On November 14, the Woodward String Quartet presents a program inspired by the East. “Eastward View,” first pays homage to the quartet’s name (Orchestra Hall’s Woodward façade faces east) and opens with Haydn’s Sunrise Quartet. Robyn explains, “This is important because Haydn is considered the founding father of quartets; he’s credited with inventing the genre of string quartets. We’re also excited to highlight a living, Michigan composer, with Zhou Tian’s String Quartet No. 1, written as his last work before he moved from China.” Zhou has a strong DSO connection: his wife Mingzhao Zhou is a member of the violin section.
“We close the program with Debussy’s String Quartet. Debussy was tremendously influenced by the Far East. In the second movement of the quartet Debussy references gamelan, a Javanese instrument, which is a sort of percussion instrument, and he imitates the texture with pizzicato; it’s a very special color. This is the heart of the program.”

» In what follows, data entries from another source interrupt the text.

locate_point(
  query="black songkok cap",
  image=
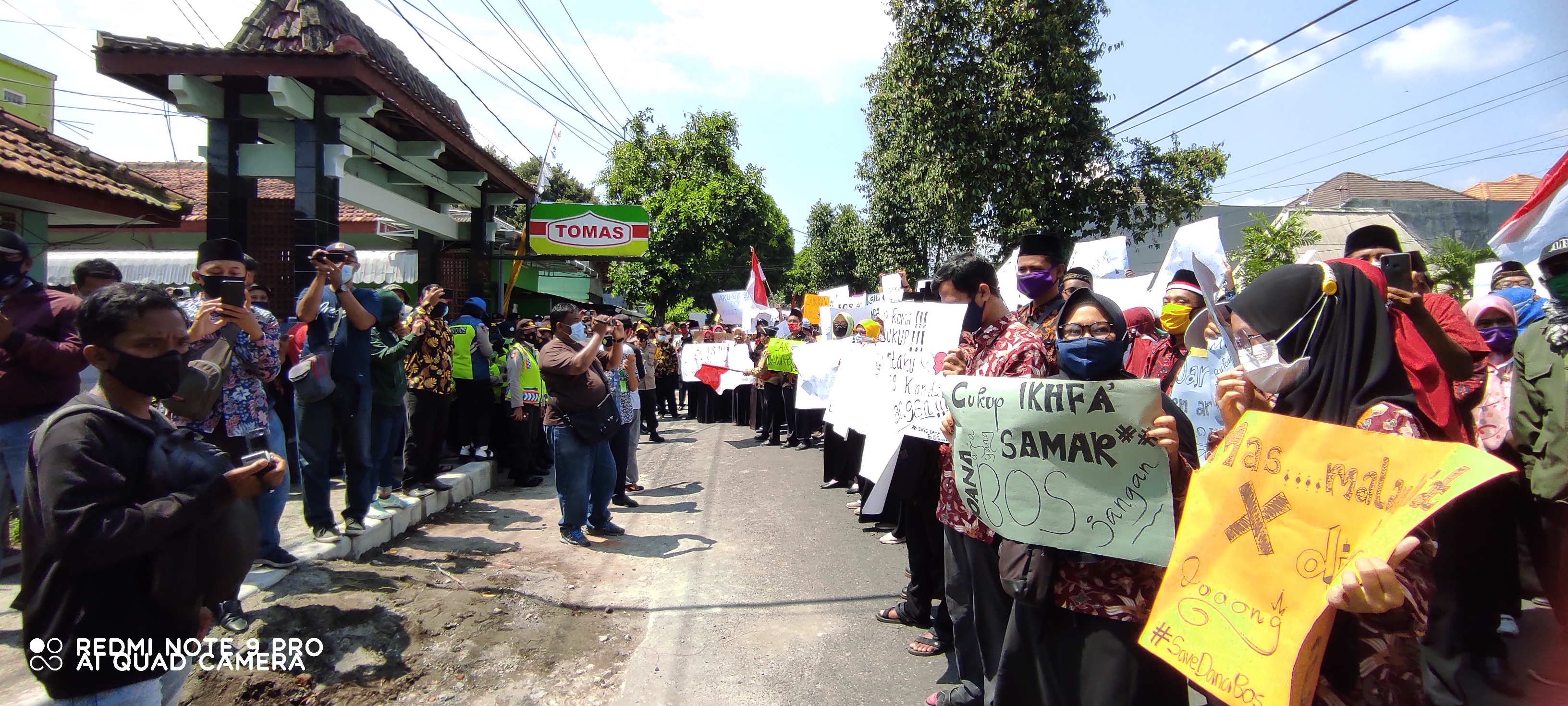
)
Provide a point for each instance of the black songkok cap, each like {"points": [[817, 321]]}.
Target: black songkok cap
{"points": [[219, 250], [1043, 243], [1374, 236]]}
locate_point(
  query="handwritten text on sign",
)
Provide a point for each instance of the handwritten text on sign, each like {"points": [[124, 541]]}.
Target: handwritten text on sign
{"points": [[918, 336], [1065, 463], [1271, 522]]}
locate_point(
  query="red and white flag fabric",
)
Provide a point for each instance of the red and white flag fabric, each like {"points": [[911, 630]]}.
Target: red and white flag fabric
{"points": [[758, 284], [1539, 222]]}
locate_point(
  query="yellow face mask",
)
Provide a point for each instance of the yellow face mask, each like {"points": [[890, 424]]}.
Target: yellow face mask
{"points": [[1175, 317]]}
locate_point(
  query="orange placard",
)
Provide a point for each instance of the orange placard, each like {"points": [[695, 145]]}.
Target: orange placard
{"points": [[1274, 517], [813, 308]]}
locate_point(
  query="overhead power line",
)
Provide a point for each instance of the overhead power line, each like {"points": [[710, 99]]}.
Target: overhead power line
{"points": [[1214, 74], [1396, 113], [1319, 66], [596, 57]]}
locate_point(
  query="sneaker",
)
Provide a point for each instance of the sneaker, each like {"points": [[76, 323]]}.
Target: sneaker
{"points": [[377, 511], [233, 617], [623, 501], [278, 558], [575, 539]]}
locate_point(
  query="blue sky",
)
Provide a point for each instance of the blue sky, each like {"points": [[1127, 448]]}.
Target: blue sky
{"points": [[792, 74]]}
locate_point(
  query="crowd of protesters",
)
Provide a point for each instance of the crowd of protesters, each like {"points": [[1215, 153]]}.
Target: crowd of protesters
{"points": [[149, 486]]}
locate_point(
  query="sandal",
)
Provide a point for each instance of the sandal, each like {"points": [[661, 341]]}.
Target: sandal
{"points": [[896, 616], [938, 647]]}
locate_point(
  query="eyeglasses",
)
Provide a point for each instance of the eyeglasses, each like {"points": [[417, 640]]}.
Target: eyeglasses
{"points": [[1101, 330]]}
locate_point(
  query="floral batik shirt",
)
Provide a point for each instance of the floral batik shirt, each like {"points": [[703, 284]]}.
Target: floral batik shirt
{"points": [[1005, 349], [244, 404], [429, 366]]}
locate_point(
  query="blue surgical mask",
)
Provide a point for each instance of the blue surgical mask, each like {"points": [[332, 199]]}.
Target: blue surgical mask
{"points": [[1089, 358]]}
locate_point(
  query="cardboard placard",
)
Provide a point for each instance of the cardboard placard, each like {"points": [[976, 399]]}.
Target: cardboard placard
{"points": [[1271, 522], [1065, 463]]}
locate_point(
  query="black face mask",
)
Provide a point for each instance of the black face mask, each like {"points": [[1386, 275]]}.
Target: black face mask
{"points": [[974, 317], [12, 274], [212, 284], [156, 377]]}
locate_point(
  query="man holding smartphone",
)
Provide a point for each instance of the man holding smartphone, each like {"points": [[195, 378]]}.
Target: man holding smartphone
{"points": [[220, 310], [338, 316]]}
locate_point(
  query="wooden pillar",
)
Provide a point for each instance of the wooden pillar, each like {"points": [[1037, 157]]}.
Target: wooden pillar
{"points": [[316, 194], [228, 194], [429, 270], [479, 252]]}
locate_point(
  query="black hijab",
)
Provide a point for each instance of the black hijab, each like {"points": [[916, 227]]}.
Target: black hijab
{"points": [[1354, 358], [1184, 430]]}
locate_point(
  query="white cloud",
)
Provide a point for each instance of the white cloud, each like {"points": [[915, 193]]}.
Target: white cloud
{"points": [[1449, 43], [1277, 55]]}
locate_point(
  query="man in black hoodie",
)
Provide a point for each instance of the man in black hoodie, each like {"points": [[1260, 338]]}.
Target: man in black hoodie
{"points": [[96, 528]]}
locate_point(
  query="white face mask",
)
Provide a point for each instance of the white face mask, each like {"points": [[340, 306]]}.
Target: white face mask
{"points": [[1264, 368]]}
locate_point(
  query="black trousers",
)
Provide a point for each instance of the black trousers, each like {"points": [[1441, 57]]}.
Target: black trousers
{"points": [[1059, 657], [471, 418], [980, 611], [523, 443], [649, 413], [772, 412], [1476, 547], [665, 393], [427, 427]]}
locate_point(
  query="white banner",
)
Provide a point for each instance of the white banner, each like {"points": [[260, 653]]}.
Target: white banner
{"points": [[1106, 258], [697, 355]]}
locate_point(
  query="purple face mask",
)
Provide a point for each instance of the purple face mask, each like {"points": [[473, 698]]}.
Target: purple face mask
{"points": [[1500, 340], [1035, 283]]}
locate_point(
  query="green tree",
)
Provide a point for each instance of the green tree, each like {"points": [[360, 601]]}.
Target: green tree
{"points": [[705, 212], [1267, 245], [1451, 261], [564, 187], [985, 126], [835, 253]]}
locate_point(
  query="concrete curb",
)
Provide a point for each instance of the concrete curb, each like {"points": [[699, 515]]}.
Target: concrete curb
{"points": [[466, 481]]}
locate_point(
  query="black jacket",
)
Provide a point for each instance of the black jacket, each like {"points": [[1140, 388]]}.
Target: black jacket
{"points": [[91, 531]]}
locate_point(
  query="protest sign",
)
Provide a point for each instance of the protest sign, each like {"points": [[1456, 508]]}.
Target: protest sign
{"points": [[778, 355], [1200, 241], [1104, 258], [697, 355], [893, 288], [1065, 463], [841, 292], [1280, 511], [918, 336], [816, 366], [811, 308]]}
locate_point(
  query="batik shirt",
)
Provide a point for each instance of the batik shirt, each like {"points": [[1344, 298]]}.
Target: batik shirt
{"points": [[1005, 349], [244, 402], [429, 366]]}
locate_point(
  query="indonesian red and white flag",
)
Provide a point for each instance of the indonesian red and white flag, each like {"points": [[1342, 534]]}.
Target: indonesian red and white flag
{"points": [[1539, 222], [758, 284]]}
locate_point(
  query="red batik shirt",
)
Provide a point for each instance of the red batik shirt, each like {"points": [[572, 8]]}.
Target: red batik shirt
{"points": [[1005, 349]]}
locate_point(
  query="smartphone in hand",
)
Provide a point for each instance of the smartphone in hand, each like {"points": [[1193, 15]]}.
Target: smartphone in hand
{"points": [[1397, 272]]}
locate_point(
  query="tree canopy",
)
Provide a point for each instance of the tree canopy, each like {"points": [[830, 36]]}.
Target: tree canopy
{"points": [[705, 211], [985, 126]]}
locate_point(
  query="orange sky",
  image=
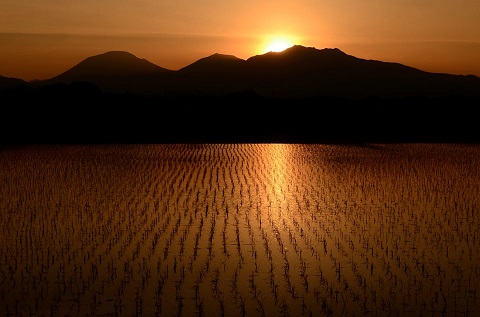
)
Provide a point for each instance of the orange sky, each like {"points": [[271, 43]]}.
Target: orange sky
{"points": [[40, 39]]}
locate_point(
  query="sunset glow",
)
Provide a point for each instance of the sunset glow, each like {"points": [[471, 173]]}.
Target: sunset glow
{"points": [[278, 45], [40, 41]]}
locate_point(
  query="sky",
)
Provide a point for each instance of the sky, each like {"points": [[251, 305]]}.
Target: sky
{"points": [[40, 39]]}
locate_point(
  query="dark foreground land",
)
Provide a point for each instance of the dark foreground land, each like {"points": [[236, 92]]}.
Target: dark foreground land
{"points": [[80, 113]]}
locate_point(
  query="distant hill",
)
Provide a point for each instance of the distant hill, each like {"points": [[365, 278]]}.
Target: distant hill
{"points": [[116, 71], [296, 72], [302, 94], [9, 83]]}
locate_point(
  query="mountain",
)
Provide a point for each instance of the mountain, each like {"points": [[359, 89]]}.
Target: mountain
{"points": [[214, 66], [302, 94], [8, 83], [297, 72], [114, 71]]}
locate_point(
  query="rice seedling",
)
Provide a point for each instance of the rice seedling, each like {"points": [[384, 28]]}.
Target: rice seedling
{"points": [[239, 229]]}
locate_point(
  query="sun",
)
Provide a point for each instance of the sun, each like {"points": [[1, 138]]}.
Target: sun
{"points": [[278, 44]]}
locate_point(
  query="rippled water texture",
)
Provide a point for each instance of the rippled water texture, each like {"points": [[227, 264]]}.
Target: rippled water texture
{"points": [[239, 229]]}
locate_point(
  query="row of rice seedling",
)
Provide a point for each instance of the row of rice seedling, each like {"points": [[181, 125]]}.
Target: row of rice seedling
{"points": [[239, 229]]}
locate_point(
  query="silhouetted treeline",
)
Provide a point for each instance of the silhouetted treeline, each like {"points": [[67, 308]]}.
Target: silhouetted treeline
{"points": [[82, 113]]}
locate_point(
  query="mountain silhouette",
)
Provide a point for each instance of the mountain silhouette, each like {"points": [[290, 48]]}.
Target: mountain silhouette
{"points": [[302, 94], [297, 72], [113, 71], [214, 66], [9, 83]]}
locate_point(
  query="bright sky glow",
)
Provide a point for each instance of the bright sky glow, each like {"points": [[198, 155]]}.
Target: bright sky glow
{"points": [[278, 45]]}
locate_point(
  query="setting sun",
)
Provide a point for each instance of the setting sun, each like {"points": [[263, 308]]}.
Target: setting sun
{"points": [[278, 44]]}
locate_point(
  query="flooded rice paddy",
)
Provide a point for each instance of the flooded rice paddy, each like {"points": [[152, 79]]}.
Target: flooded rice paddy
{"points": [[240, 230]]}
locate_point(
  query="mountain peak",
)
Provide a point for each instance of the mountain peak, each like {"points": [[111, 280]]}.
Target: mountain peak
{"points": [[112, 64]]}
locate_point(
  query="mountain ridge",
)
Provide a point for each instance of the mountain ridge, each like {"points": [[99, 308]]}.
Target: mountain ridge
{"points": [[298, 71]]}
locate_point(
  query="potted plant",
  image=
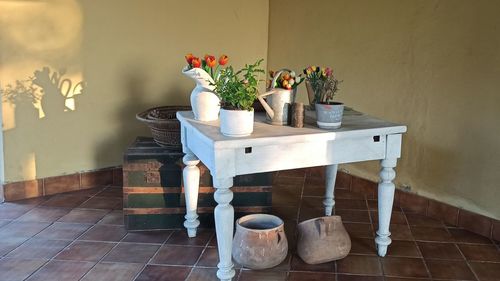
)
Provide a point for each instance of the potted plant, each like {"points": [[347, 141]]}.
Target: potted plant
{"points": [[280, 96], [205, 72], [237, 91], [322, 85]]}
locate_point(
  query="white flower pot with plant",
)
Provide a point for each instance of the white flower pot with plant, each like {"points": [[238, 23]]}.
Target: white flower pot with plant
{"points": [[324, 86], [204, 102], [237, 92]]}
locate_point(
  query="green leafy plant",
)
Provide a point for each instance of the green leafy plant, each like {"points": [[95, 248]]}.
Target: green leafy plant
{"points": [[238, 90]]}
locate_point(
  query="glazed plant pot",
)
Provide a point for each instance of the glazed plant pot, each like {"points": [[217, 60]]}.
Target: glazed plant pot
{"points": [[204, 101], [329, 116], [322, 240], [236, 123], [260, 241]]}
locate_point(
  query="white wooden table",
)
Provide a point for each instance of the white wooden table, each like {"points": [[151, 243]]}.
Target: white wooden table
{"points": [[273, 148]]}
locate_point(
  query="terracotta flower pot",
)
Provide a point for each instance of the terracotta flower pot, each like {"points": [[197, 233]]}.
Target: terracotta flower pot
{"points": [[260, 241], [322, 240]]}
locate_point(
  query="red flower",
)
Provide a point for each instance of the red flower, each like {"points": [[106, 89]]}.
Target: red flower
{"points": [[210, 60], [223, 60], [195, 62], [189, 58]]}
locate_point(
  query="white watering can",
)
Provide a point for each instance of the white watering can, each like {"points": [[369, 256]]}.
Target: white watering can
{"points": [[278, 103]]}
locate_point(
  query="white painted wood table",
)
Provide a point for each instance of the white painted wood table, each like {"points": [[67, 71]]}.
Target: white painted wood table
{"points": [[273, 148]]}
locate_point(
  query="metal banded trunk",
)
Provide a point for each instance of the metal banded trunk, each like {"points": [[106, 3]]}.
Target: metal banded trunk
{"points": [[153, 194]]}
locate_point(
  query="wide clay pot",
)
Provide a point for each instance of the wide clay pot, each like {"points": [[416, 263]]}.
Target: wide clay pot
{"points": [[260, 241], [329, 116], [205, 103], [322, 240], [236, 123]]}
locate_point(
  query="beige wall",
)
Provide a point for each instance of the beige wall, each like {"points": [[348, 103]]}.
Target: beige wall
{"points": [[433, 65], [129, 53]]}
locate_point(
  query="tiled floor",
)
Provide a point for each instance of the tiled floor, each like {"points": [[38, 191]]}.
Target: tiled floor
{"points": [[80, 236]]}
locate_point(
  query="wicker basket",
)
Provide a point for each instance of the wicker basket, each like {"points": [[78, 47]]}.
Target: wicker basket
{"points": [[163, 124]]}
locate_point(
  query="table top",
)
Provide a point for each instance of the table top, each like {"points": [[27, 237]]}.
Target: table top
{"points": [[354, 124]]}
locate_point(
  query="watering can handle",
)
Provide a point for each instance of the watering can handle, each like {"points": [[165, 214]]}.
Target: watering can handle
{"points": [[272, 90]]}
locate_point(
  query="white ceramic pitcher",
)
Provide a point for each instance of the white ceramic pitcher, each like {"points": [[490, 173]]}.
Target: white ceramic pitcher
{"points": [[278, 103]]}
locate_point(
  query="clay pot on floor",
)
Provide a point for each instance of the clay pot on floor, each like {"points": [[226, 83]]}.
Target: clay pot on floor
{"points": [[322, 240], [260, 241]]}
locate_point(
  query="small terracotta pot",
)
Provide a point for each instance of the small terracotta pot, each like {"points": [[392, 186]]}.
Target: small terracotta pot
{"points": [[322, 240], [260, 241]]}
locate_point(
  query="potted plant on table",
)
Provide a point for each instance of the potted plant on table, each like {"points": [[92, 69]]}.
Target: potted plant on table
{"points": [[322, 86], [205, 72], [237, 91]]}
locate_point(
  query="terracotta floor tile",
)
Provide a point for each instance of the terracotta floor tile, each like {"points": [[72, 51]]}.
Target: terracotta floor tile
{"points": [[85, 251], [102, 203], [365, 246], [65, 201], [448, 251], [355, 264], [10, 243], [155, 237], [348, 204], [455, 270], [486, 271], [177, 255], [311, 276], [113, 272], [424, 233], [38, 249], [404, 249], [343, 277], [114, 217], [179, 237], [464, 236], [421, 220], [44, 214], [404, 267], [354, 215], [62, 230], [102, 232], [480, 252], [251, 275], [297, 264], [362, 230], [18, 269], [163, 273], [204, 274], [84, 216], [132, 253], [62, 270], [18, 229]]}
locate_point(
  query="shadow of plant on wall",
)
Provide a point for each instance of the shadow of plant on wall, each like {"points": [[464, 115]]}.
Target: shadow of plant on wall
{"points": [[47, 92]]}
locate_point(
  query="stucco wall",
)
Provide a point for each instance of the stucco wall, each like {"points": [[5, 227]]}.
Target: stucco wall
{"points": [[129, 53], [432, 65]]}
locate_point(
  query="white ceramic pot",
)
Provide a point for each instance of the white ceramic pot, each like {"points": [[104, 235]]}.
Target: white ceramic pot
{"points": [[329, 116], [236, 123], [205, 103]]}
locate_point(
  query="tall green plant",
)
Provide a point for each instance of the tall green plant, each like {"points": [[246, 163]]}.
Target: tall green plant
{"points": [[238, 90]]}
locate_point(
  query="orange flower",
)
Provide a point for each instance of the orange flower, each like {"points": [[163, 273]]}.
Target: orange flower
{"points": [[195, 62], [223, 60], [210, 60], [189, 58]]}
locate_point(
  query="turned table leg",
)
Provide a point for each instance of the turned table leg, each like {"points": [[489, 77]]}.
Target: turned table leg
{"points": [[331, 175], [191, 176], [224, 225], [385, 200]]}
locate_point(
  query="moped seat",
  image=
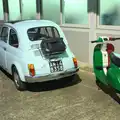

Audiences of DSO chamber performances can expect to hear from the musicians on the stage who will introduce each work, bringing you close to the compositions you are experiencing with their own words. There’s a good chance you’ll also laugh: “Eric will do stand up,” says Robyn jokingly.
“I’ll just do an hour and a half of viola jokes,” he chimes in. “And then we’ll take a bow,” Robyn laughs. These moments draw you inside the music and solidify the intimacy felt when music is shared in chambers.